Professional communicators, whose discipline claims expertise in several areas relevant to training—including oral, written, and visual rhetoric, usability, information architecture, electronic collaboration, intercultural communication, and collaboration with translators—are well positioned to contribute to global training efforts or take on the role of trainers themselves. Yet, despite these advantages, the pool of research on training in global audiences is limited, especially within the field of professional communication.

The Focus of the Special Issue

This special issue of the Journal of Rhetoric, Professional Communication, and Globalization seeks to address this need by providing a space for scholarly research and best practices on the topic of global, organizational training. The issue, entitled Navigating the Global Training Terrain: New Literacies, Competencies, and Practices will focus on training in global contexts from the perspective of both those who train and those who learn, including current research and best practices. The special issue will also cast an eye toward organizational training as it is evolving towards the future.
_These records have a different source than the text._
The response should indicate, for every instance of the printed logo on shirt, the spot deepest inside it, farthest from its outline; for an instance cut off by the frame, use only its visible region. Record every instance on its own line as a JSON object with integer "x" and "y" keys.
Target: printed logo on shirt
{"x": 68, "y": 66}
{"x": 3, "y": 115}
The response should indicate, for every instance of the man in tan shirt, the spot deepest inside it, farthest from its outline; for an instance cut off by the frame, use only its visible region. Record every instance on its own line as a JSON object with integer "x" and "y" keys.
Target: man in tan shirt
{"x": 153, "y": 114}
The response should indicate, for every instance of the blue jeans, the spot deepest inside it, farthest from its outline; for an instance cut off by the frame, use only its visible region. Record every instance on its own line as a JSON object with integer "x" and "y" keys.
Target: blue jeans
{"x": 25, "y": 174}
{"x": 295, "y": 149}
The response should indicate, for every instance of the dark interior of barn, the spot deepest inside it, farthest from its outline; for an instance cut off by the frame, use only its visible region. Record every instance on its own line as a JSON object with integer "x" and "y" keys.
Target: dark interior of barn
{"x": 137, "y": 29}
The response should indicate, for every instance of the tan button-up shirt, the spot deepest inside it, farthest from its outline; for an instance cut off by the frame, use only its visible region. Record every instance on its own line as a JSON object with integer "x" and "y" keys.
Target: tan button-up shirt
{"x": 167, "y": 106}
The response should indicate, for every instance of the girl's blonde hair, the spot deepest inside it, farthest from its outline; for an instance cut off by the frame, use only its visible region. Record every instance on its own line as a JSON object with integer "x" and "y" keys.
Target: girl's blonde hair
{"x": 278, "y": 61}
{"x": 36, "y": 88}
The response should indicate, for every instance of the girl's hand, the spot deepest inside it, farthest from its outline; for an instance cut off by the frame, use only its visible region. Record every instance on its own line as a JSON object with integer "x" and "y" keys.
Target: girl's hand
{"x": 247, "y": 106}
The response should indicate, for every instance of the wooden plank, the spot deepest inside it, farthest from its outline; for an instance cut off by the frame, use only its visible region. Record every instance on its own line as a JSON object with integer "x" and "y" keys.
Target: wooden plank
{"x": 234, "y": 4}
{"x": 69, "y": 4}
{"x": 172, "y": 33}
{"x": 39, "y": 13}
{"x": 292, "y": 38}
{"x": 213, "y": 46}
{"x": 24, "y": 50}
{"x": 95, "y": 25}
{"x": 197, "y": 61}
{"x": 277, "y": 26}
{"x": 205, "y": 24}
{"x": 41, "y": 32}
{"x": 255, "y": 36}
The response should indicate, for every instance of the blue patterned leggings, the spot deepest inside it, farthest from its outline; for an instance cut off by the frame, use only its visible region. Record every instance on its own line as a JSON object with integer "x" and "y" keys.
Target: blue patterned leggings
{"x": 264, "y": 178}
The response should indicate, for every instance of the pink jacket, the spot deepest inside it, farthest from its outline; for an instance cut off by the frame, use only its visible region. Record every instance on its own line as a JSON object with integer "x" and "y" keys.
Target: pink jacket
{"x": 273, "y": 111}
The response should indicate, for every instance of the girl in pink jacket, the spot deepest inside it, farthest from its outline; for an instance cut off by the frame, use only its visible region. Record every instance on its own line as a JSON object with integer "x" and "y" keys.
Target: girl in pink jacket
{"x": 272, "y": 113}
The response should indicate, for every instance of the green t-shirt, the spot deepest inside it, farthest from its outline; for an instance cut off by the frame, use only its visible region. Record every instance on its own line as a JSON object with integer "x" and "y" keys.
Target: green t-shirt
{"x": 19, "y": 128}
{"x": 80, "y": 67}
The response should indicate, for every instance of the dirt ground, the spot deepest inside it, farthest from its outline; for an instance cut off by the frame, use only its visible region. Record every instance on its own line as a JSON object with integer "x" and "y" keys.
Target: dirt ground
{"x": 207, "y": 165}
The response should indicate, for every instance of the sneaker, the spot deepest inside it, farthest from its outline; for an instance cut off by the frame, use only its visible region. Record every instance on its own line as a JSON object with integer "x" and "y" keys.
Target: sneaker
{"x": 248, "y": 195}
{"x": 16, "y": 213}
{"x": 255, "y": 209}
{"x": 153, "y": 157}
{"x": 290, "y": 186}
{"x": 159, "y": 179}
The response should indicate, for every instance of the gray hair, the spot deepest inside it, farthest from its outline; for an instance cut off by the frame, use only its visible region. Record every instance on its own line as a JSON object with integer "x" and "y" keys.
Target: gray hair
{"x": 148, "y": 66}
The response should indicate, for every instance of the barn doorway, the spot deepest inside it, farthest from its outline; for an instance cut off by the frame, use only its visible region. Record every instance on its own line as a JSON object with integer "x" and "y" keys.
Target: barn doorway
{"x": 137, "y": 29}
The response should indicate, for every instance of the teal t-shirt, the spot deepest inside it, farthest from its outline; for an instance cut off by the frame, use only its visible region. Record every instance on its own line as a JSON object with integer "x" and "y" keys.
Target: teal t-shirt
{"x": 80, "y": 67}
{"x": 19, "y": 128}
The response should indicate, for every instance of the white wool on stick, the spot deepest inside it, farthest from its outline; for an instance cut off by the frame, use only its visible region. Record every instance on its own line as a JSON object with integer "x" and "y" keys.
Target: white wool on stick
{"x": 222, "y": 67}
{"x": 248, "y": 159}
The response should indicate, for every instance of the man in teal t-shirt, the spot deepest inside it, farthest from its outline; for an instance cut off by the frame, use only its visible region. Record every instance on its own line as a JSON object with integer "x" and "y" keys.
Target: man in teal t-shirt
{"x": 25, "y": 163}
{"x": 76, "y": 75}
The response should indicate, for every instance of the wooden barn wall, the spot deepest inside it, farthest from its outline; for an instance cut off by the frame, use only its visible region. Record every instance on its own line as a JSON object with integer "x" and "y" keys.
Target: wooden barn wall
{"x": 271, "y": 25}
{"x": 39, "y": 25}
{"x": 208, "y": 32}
The editors of the special issue welcome submissions from a variety of perspectives including business, science, humanitarian practice, health, social advocacy, education, and government.
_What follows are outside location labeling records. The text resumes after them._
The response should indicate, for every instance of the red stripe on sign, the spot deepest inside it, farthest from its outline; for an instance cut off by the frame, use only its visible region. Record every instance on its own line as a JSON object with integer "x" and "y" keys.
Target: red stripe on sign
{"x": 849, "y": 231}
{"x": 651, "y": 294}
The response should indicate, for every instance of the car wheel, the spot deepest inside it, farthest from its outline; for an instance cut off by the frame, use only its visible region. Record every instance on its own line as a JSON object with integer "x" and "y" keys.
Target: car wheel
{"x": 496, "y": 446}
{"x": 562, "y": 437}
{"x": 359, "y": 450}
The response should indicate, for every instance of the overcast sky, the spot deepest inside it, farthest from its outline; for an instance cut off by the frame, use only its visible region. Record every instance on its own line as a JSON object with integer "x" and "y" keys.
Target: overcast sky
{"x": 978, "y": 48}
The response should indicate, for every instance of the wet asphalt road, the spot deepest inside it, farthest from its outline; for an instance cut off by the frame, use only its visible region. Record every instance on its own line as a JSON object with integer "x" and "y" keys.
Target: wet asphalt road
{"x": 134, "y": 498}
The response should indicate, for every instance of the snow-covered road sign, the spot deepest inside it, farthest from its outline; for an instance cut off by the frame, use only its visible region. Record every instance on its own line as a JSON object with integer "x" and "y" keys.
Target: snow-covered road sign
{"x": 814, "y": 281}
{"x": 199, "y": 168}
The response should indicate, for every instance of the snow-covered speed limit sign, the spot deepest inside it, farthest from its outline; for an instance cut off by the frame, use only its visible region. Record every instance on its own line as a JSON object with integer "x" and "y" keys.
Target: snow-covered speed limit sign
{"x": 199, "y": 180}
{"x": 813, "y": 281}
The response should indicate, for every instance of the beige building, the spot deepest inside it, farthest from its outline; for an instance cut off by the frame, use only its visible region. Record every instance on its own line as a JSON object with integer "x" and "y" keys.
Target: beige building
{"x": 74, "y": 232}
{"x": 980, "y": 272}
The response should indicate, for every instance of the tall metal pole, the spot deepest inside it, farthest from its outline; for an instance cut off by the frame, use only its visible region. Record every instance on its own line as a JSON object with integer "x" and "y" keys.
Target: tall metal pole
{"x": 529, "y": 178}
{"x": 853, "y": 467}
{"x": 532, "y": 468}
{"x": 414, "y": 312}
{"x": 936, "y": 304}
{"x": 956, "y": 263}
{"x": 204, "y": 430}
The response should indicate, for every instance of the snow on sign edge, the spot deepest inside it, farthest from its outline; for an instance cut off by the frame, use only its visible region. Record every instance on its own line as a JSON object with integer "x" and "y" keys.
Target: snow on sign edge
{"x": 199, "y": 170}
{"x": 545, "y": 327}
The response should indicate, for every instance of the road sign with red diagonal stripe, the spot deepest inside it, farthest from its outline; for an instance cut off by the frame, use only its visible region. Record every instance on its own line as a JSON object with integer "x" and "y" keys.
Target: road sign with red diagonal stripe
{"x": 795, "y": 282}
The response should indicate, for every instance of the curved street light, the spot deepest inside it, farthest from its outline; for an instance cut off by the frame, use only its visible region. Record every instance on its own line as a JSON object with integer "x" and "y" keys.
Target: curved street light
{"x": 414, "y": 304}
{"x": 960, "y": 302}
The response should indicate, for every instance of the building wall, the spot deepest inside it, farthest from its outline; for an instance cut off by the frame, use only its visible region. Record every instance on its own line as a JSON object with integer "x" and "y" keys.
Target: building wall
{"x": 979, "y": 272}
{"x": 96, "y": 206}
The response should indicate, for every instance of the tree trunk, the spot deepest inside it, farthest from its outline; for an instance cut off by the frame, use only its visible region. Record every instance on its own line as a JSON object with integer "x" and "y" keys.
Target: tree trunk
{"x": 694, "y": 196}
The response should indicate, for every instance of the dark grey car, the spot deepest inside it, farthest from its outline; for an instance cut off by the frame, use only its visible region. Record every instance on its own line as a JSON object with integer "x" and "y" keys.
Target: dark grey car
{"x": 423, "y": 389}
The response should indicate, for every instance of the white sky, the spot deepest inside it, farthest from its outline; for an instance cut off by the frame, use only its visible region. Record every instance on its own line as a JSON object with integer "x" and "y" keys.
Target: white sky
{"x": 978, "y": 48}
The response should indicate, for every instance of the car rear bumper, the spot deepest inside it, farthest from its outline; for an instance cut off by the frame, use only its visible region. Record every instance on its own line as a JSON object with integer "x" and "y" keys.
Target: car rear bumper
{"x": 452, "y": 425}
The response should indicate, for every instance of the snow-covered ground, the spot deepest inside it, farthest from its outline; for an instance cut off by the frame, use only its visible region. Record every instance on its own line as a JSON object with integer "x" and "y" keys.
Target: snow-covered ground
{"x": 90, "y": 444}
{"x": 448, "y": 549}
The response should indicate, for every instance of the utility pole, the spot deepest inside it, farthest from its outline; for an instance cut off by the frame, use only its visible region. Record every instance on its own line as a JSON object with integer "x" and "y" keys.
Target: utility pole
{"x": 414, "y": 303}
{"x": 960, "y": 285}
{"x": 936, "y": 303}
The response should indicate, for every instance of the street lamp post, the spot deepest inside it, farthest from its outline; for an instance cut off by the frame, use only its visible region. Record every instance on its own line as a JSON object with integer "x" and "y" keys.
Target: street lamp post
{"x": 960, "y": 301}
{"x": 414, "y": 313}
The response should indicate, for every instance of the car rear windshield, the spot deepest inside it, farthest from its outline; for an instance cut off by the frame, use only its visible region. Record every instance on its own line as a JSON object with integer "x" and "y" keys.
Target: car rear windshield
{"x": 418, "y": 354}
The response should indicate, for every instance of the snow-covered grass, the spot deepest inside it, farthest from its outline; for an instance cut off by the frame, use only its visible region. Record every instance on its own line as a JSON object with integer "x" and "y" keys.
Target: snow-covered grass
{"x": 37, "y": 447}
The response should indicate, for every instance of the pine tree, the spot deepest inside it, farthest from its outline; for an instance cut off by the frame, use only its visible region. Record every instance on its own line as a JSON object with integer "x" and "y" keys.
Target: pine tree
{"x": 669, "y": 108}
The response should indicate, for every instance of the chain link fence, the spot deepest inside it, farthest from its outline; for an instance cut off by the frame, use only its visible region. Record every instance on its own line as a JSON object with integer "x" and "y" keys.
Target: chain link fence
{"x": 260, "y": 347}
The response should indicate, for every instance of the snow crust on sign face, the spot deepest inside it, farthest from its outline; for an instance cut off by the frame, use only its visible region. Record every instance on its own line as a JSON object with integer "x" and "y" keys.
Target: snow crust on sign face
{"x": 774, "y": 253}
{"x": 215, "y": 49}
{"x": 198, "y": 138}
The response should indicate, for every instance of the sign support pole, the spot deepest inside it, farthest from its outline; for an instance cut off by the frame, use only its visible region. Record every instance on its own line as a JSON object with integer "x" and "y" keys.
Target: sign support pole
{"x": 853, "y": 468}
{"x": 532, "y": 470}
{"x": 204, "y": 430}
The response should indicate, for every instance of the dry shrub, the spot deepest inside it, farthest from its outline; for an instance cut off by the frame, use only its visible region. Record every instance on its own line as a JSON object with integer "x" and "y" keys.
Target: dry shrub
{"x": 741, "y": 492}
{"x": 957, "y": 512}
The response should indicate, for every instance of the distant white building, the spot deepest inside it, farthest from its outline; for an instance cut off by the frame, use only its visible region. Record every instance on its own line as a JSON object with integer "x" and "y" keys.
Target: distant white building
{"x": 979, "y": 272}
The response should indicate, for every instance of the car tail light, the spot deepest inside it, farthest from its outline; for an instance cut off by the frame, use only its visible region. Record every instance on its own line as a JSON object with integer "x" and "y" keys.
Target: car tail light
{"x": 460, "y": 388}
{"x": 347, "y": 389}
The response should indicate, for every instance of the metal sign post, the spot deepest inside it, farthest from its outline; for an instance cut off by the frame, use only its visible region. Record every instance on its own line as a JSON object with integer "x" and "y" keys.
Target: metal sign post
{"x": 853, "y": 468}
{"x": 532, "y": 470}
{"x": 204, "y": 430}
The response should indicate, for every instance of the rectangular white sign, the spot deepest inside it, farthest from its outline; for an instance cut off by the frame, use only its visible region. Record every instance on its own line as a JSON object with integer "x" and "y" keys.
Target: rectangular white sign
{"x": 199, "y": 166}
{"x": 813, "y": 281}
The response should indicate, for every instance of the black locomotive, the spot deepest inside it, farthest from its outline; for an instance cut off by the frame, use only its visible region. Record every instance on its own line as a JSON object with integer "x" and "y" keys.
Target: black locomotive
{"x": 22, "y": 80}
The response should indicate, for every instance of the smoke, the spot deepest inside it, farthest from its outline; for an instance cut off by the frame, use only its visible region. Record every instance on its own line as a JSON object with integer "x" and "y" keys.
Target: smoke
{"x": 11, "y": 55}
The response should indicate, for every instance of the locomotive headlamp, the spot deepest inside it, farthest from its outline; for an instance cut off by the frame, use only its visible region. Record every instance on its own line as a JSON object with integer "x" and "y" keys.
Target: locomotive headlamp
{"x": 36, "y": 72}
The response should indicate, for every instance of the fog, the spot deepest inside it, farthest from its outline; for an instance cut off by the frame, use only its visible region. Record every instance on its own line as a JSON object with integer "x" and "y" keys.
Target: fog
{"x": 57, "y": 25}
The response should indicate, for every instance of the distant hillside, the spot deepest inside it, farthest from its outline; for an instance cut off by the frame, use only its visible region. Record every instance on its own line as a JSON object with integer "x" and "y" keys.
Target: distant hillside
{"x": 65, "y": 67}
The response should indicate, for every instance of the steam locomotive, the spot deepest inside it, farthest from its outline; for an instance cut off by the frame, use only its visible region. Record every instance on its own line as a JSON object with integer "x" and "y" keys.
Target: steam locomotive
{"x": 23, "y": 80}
Possible topics pertaining to the theory, teaching, and practice of training in global contexts include the following, among others:

  • Intercultural considerations in the design and delivery of training
  • Training and the social web
  • Cultural intelligence for trainers and training audiences
  • Language use and translation in training contexts
  • Meta-communication and training
  • Communities of practice
  • Legal issues in global training
  • Economic aspects of global training
  • Assessment of global training
  • Training from a distance

Submitting Proposals

Proposals (up to 500 words) for research papers, short best practices pieces [*], and tutorials are due by October 10th, 2010. Review criteria can be found on the Journal’s website at www.rpcg.org. Proposals should be sent as an email attachment to one of the guest editors of the special issue:

  • Pam Brewer, Appalachian State University: brewerpe @ appstate.edu
  • Jim Melton, Central Michigan University: james.melton @ cmich.edu
  • Joo-Seng Tan: Nanyang Technological University: ajstan @ ntu.edu.sg

[*] We strongly encourage practitioners to submit best practices pieces on any of the topics identified in this CFP or on related topics. Best practices describe the training strategies, approaches, or methods that work in a particular situation or environment.
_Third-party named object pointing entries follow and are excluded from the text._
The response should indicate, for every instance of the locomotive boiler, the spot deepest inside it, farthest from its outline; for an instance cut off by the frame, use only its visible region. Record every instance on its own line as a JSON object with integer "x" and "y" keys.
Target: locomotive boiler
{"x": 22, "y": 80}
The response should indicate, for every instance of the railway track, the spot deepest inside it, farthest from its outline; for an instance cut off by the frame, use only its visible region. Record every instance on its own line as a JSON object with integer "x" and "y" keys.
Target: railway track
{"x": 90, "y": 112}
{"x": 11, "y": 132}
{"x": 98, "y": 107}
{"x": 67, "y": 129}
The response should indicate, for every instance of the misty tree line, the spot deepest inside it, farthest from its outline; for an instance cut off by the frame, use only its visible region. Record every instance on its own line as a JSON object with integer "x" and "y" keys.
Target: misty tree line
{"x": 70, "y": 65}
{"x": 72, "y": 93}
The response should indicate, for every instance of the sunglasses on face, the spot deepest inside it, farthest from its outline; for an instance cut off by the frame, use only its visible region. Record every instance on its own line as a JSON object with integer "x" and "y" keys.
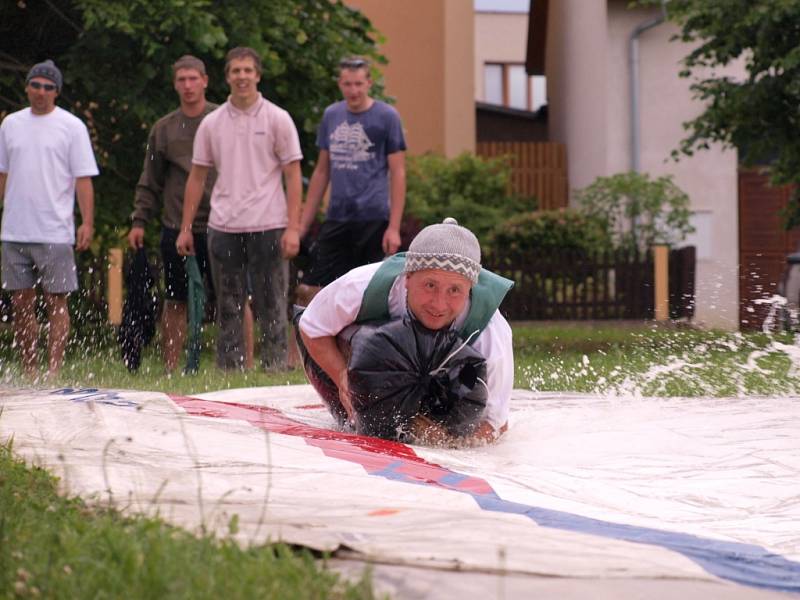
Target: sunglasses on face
{"x": 48, "y": 87}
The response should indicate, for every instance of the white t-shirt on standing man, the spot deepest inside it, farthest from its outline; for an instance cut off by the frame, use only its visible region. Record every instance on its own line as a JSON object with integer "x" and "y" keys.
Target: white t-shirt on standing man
{"x": 42, "y": 156}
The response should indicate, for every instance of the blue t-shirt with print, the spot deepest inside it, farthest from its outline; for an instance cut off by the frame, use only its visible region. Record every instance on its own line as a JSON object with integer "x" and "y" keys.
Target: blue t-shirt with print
{"x": 358, "y": 145}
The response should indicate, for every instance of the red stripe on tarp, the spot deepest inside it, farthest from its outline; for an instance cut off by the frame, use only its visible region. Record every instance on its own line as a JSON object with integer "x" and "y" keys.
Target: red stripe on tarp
{"x": 376, "y": 455}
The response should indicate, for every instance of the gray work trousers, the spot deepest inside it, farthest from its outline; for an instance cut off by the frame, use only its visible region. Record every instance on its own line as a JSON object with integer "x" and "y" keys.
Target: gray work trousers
{"x": 234, "y": 258}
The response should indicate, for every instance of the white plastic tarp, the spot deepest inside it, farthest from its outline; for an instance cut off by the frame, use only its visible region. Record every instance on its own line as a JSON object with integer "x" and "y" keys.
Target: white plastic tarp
{"x": 580, "y": 486}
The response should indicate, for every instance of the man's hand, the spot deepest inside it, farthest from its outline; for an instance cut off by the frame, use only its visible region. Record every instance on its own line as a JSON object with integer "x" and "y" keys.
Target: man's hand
{"x": 136, "y": 237}
{"x": 185, "y": 243}
{"x": 428, "y": 433}
{"x": 344, "y": 395}
{"x": 84, "y": 237}
{"x": 391, "y": 241}
{"x": 290, "y": 243}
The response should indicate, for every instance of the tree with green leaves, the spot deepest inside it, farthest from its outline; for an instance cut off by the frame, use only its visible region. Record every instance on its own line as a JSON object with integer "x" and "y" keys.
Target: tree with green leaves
{"x": 759, "y": 114}
{"x": 116, "y": 56}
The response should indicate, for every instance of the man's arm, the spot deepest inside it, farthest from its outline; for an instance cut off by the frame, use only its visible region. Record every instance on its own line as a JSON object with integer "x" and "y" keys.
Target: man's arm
{"x": 325, "y": 352}
{"x": 293, "y": 179}
{"x": 397, "y": 201}
{"x": 85, "y": 192}
{"x": 191, "y": 201}
{"x": 316, "y": 190}
{"x": 149, "y": 191}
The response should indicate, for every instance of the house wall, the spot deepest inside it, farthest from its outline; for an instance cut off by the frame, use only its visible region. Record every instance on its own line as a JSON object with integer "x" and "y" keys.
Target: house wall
{"x": 499, "y": 38}
{"x": 576, "y": 83}
{"x": 588, "y": 81}
{"x": 709, "y": 177}
{"x": 429, "y": 45}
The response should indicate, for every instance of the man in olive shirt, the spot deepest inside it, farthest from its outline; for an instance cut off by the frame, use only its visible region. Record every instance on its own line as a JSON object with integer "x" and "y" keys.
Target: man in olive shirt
{"x": 167, "y": 162}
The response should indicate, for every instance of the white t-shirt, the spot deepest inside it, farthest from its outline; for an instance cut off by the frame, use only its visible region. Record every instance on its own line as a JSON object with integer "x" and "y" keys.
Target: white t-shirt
{"x": 42, "y": 155}
{"x": 337, "y": 305}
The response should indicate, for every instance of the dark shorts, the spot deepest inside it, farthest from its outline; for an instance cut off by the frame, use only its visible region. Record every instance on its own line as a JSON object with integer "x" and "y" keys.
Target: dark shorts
{"x": 342, "y": 246}
{"x": 176, "y": 286}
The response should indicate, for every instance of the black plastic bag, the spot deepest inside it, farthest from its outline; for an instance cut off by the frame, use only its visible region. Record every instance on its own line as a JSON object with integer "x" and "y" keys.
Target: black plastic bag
{"x": 401, "y": 369}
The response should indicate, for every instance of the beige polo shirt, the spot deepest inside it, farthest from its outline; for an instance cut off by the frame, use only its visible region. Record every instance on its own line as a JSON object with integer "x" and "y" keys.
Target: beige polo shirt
{"x": 249, "y": 150}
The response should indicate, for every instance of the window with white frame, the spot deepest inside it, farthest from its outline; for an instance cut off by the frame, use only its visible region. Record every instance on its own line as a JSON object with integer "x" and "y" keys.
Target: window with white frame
{"x": 507, "y": 84}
  • What has worked and why?
  • What has not worked so well, and what could work better?

Authors may use the following optional framework for best practices pieces: title, description, methods used, results, technologies used, and lessons learned. While the proposal and review process is the same for research papers, tutorials, and best practices pieces, final manuscripts for best practices should be shorter: approximately 1000 to 3000 words in length.

Production Schedule

The schedule for the special issue is as follows:

  • 10 October 2010 — 500-word proposals due
  • 15 October 2010 – Guest editors return proposal decisions to submitters
  • 10 January 2011 – Draft manuscripts of accepted proposals due
  • 1 July 2011 — Final manuscripts due
  • September 2011 — Publication date of special issue

About the Journal

The Journal of Rhetoric, Professional Communication and Globalization publishes articles on the theory, practice, and teaching of technical and professional communication in critical global and intercultural contexts such as business, manufacturing, environment, information technology, and others. As a global initiative, the Journal welcomes manuscripts with diverse approaches and contexts of research, but manuscripts are to be submitted in English and grounded in relevant theory and appropriate research methods. The Journal is peer reviewed with an editorial board consisting of experienced researchers and practitioners from over 20 countries.

The Journal is free or “open access,” using PKP open source software and housed at East Carolina University.